According to statistics from the District’s chief financial officer, the city collected $84.9 million in “automated traffic enforcement” revenues through the end of September, when the city’s 2012 fiscal year concluded.
In the 2011 fiscal year, the District logged about $55 million in traffic camera fines, a record at the time.
The final 2012 fiscal year statistics, which came days after several D.C. lawmakers introduced a measure to reduce speed camera fines, intensified the prospects for an end-of-the-year legislative clash.
Ward 2 D.C. Councilman Jack Evans said it would be a challenge to persuade lawmakers to slash fines now that they’ve been on the books for years.
“It’s going to be tough,” Evans said. “When the fines were established, there should have been more discussion about them.”
While the bill has drawn support from nearly a half-dozen legislators, Mayor Vincent Gray, who has dismissed allegations that the cameras are essentially ATMs for the District government, has not yet embraced the measure.

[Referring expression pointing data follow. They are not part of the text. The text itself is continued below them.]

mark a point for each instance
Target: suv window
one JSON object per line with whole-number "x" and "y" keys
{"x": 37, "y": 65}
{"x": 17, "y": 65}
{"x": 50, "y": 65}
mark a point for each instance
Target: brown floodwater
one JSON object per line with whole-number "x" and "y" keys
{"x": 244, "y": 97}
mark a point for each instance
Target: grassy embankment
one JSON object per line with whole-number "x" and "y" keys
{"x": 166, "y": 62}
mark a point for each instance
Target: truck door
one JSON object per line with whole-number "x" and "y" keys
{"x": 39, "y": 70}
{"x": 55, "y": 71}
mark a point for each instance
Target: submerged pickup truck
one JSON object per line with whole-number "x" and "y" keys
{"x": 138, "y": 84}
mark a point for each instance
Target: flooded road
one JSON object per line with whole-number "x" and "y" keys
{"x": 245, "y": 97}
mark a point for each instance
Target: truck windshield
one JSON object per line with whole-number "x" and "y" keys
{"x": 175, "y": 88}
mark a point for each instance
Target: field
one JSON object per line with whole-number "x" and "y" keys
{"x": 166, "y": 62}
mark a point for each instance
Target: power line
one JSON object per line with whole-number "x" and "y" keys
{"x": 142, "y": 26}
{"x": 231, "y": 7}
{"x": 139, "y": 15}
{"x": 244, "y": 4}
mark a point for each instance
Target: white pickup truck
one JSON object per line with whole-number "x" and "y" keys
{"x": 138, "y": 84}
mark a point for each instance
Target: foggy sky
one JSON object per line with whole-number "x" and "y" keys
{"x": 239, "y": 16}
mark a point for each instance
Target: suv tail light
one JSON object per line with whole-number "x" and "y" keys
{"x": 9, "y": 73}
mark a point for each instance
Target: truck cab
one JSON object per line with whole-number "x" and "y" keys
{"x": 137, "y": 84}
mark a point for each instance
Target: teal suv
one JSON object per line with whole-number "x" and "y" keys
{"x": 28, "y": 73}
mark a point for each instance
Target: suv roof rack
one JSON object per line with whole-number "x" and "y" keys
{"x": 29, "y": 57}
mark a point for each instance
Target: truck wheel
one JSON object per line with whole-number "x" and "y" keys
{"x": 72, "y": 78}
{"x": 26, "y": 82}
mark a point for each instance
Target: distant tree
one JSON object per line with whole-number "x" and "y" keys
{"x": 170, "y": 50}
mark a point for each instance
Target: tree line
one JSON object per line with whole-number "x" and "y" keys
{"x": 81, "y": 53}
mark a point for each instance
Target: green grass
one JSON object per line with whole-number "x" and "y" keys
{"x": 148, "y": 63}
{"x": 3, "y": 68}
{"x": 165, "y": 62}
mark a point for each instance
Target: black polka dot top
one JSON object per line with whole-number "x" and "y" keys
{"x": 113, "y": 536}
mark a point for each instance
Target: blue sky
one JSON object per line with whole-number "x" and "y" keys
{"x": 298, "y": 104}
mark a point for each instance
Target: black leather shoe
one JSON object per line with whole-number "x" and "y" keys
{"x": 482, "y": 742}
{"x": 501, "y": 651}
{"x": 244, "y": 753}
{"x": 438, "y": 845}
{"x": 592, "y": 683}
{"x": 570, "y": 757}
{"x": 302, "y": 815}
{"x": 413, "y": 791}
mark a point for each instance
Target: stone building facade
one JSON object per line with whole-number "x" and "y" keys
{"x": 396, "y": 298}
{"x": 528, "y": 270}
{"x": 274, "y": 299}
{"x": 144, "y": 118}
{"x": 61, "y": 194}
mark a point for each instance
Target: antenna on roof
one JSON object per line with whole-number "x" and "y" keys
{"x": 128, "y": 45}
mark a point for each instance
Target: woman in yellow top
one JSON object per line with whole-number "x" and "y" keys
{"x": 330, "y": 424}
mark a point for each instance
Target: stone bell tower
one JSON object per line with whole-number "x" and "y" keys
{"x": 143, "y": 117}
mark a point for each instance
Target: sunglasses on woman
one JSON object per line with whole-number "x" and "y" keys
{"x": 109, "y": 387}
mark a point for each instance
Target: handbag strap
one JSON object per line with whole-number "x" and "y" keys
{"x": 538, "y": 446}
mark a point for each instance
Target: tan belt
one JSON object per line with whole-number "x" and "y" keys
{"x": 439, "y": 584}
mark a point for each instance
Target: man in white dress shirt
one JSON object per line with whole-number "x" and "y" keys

Gray has said he would need to evaluate how much a reduction in fines would cut at the city’s bottom line and that he was working on his own proposals to pitch to lawmakers.
But he also hit back hard at the allegation that the cameras are merely present to generate millions of dollars in cash.
“The public safety aspect for me is first and foremost,” Gray told The Washington Examiner on Thursday. “We didn’t necessarily see it as a revenue raiser because it raised more money than we thought it was going to raise. Obviously, the money will help to do other things in the city, but my priority will continue to be on public safety.”